Disappearing hosts from host list
-
thank you guys for cooperating with killing this bug-or-what
@Wayne-Workman i will try to do frequent host updates randomly (actually i think during “non-tasking time” it is not replicatable, maybe is about load on server).
@Sebastian-Roth I dont think the key is the “during image mac is changed” as far as I know about fog database updates are done upon things finish and starting point. I mean if i change mac during deployment, database is updated on change and upon task finish (btw my guess is that task finish doesnt do a thing with mac address, as host data is update upon end of a task, but why would it be caring with mac of the same host?

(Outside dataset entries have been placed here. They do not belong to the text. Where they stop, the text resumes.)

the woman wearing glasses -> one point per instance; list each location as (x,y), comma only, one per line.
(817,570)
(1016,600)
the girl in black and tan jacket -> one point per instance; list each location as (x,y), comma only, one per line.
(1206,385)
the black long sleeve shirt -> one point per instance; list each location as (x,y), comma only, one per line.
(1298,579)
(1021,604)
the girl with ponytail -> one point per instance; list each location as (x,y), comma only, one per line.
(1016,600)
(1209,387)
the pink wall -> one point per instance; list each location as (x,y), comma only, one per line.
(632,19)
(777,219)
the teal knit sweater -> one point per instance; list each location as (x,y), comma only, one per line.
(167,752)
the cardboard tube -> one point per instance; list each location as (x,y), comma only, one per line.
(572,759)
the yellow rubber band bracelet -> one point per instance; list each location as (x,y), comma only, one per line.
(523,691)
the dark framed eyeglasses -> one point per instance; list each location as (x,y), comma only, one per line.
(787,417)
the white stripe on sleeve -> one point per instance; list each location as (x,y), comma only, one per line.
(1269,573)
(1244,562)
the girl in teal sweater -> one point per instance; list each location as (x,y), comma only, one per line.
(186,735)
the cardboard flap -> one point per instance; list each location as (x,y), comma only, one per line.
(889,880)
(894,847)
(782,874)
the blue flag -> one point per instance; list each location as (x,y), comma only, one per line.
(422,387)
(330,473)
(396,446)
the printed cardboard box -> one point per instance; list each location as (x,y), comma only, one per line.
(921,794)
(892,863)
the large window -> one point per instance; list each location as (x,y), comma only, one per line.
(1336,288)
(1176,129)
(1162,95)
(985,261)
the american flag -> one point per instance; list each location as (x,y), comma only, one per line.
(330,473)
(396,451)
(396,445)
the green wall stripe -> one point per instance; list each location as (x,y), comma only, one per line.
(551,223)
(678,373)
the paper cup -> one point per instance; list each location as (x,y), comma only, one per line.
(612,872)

I mean host is looked up for update with host id, not with mac lookup. but ofc it is a guess, you guys know more details
@Tom-Elliott I think same, it is surely not a full scale, everybody does it kind of bug as i see no other posts about it. I think it is related more on our methods of managing host deloying. I asked it before on forum that how ppl do this. this was the reason. to see what is different and how, to find the difference of our methods.
I have a guess of these:
- maybe load on server may cause this timing issu
- maybe data update of host details are done one by one and something can interfer with it making it “broken a way”.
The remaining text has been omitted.